La peau et la laine. 

Mais le changement de mœurs réside dans l’utilisation de la peau et de la laine ou plutôt de leur rejet dans les poubelles, tout simplement ! Alors que ces deux composantes de la bête étaient, il n’y a pas si longtemps, un signe de richesse, que l’on exhibait volontiers dans les demeures, ces attributs sont de nos jours carrément mis à la poubelle, de manière anarchique, créant un véritable problème d’environnement, d’hygiène et de santé publique. Les chiffres sont effarants, puisqu’il s’agit de quelques 3.000.000 de peaux et de 700 tonnes de laines, qui chaque année, peuvent faire l’objet de récupération plutôt que d’être jetés dans la nature. C’est au moins 4 millions de pièces de cuir qui sont perdues annuellement et un chiffre d’affaires qui dépasse les 500 millions de DA.

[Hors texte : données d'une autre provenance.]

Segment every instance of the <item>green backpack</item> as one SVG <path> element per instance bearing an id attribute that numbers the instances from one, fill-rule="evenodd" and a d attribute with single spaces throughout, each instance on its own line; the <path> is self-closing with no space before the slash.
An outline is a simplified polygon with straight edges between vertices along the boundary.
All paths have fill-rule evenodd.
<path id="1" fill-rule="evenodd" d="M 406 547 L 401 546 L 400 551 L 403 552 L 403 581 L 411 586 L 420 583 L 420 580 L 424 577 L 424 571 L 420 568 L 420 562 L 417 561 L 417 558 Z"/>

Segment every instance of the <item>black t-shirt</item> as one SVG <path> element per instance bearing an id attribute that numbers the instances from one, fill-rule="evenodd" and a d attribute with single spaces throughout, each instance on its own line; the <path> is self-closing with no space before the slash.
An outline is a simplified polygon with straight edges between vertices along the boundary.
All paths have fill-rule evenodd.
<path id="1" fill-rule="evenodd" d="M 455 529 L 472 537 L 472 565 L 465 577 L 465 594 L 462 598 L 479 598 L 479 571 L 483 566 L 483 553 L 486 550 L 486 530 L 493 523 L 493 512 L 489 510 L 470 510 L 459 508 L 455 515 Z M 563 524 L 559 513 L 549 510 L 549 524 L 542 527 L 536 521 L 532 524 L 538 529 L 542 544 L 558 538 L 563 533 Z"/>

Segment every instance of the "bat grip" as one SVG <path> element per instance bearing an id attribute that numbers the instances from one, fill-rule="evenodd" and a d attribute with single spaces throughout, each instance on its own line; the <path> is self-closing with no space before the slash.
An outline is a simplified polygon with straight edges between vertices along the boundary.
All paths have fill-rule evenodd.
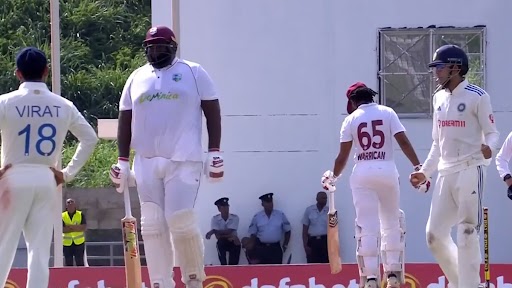
<path id="1" fill-rule="evenodd" d="M 127 185 L 124 186 L 123 197 L 124 197 L 124 212 L 127 218 L 132 216 L 132 203 L 130 201 L 130 189 Z"/>
<path id="2" fill-rule="evenodd" d="M 329 211 L 334 212 L 336 208 L 334 207 L 334 191 L 329 191 Z"/>

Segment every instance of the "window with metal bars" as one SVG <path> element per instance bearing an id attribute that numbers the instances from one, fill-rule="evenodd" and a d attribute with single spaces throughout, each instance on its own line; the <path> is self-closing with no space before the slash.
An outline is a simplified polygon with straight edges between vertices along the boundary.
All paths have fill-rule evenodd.
<path id="1" fill-rule="evenodd" d="M 485 36 L 485 26 L 379 29 L 380 103 L 393 108 L 400 117 L 431 117 L 436 83 L 427 65 L 436 49 L 446 44 L 466 51 L 466 79 L 485 89 Z"/>

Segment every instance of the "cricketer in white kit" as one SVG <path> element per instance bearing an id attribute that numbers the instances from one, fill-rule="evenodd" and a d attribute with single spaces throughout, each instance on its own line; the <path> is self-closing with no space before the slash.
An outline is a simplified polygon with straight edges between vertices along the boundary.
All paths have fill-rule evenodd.
<path id="1" fill-rule="evenodd" d="M 21 232 L 28 252 L 28 288 L 48 287 L 50 246 L 57 185 L 70 181 L 98 141 L 94 129 L 73 103 L 48 90 L 46 56 L 34 47 L 16 56 L 18 90 L 0 96 L 2 167 L 0 179 L 0 286 L 7 280 Z M 67 167 L 58 171 L 66 134 L 80 141 Z"/>
<path id="2" fill-rule="evenodd" d="M 501 179 L 507 185 L 507 197 L 512 200 L 512 176 L 510 175 L 510 159 L 512 158 L 512 132 L 510 132 L 503 142 L 500 151 L 496 154 L 496 168 Z"/>
<path id="3" fill-rule="evenodd" d="M 466 53 L 456 45 L 436 50 L 429 64 L 440 88 L 433 98 L 432 146 L 418 185 L 438 170 L 426 227 L 427 245 L 453 288 L 480 285 L 479 232 L 486 166 L 497 150 L 499 133 L 491 100 L 482 88 L 464 79 Z M 457 227 L 457 245 L 450 232 Z"/>
<path id="4" fill-rule="evenodd" d="M 112 181 L 119 192 L 136 183 L 151 287 L 175 287 L 173 246 L 183 283 L 203 287 L 204 247 L 193 208 L 203 172 L 202 113 L 209 136 L 206 176 L 224 175 L 219 100 L 203 67 L 176 57 L 171 29 L 149 29 L 144 46 L 148 64 L 130 75 L 119 103 L 119 160 Z"/>
<path id="5" fill-rule="evenodd" d="M 340 150 L 333 171 L 322 177 L 324 189 L 333 191 L 355 148 L 350 187 L 356 210 L 357 263 L 367 288 L 380 287 L 380 253 L 388 288 L 405 284 L 405 216 L 400 210 L 398 170 L 393 138 L 414 167 L 420 162 L 392 108 L 374 103 L 377 93 L 357 82 L 347 91 L 348 115 L 341 126 Z M 382 241 L 382 242 L 381 242 Z M 381 250 L 381 251 L 379 251 Z"/>

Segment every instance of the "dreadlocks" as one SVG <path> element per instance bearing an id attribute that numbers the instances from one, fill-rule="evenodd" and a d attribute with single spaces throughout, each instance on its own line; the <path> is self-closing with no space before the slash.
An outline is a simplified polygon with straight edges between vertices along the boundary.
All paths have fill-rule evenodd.
<path id="1" fill-rule="evenodd" d="M 375 95 L 377 95 L 377 92 L 368 87 L 362 87 L 352 92 L 350 100 L 354 101 L 354 103 L 373 103 L 373 97 L 375 97 Z"/>

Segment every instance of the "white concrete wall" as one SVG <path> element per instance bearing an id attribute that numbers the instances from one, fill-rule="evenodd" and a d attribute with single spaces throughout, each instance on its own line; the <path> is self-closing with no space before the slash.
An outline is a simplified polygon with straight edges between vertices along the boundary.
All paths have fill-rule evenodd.
<path id="1" fill-rule="evenodd" d="M 201 63 L 222 96 L 226 177 L 221 184 L 201 188 L 197 205 L 203 211 L 205 233 L 211 215 L 217 213 L 215 199 L 230 197 L 232 212 L 240 216 L 239 234 L 245 236 L 253 214 L 261 209 L 258 197 L 273 192 L 275 208 L 293 224 L 292 263 L 305 262 L 300 219 L 305 207 L 314 203 L 320 176 L 332 168 L 337 154 L 347 87 L 363 81 L 377 88 L 379 27 L 487 25 L 487 90 L 501 141 L 511 129 L 512 104 L 506 88 L 512 66 L 506 20 L 511 1 L 183 0 L 180 6 L 181 56 Z M 431 120 L 403 123 L 425 159 Z M 411 166 L 401 152 L 396 155 L 405 180 Z M 336 204 L 342 257 L 354 262 L 349 171 L 350 167 L 339 181 Z M 507 245 L 512 239 L 512 202 L 494 163 L 487 179 L 491 259 L 512 263 Z M 432 262 L 424 240 L 431 195 L 419 194 L 407 181 L 401 188 L 408 217 L 407 259 Z M 207 263 L 218 263 L 215 240 L 206 245 Z"/>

L’industrie des textiles et du cuir.

Cette matière première sert notamment d’input à l’industrie textile (habillement) et des cuirs (maroquinerie), pour sa transformation en vêtements ou à l’exportation vers des pays spécialisés dans cette activité. Tout le problème réside dans la capacité de collecte des peaux dans un laps de temps (3 à 4 jours) réduit durant cette fête religieuse, assez souvent respectée, par la population. Les industries de transformation de ces matières premières, si elles venaient à ne pas profiter de ce potentiel annuel, perdraient au moins la moitié de son chiffre d’affaires. D’où l’enjeu de la mise en œuvre d’une chaîne logistique efficace capable de collecter au moins  2.000.000 millions de peaux de moutons durant quelques jours. Cette chaîne implique des points de rassemblement des peaux par quartiers sur l’ensemble du territoire national, leur ramassage par une flotte de moyens de transport adéquat et enfin leur entreposage dans des lieux de conservation appropriés (salage), avant leur traitement pour leur transformation.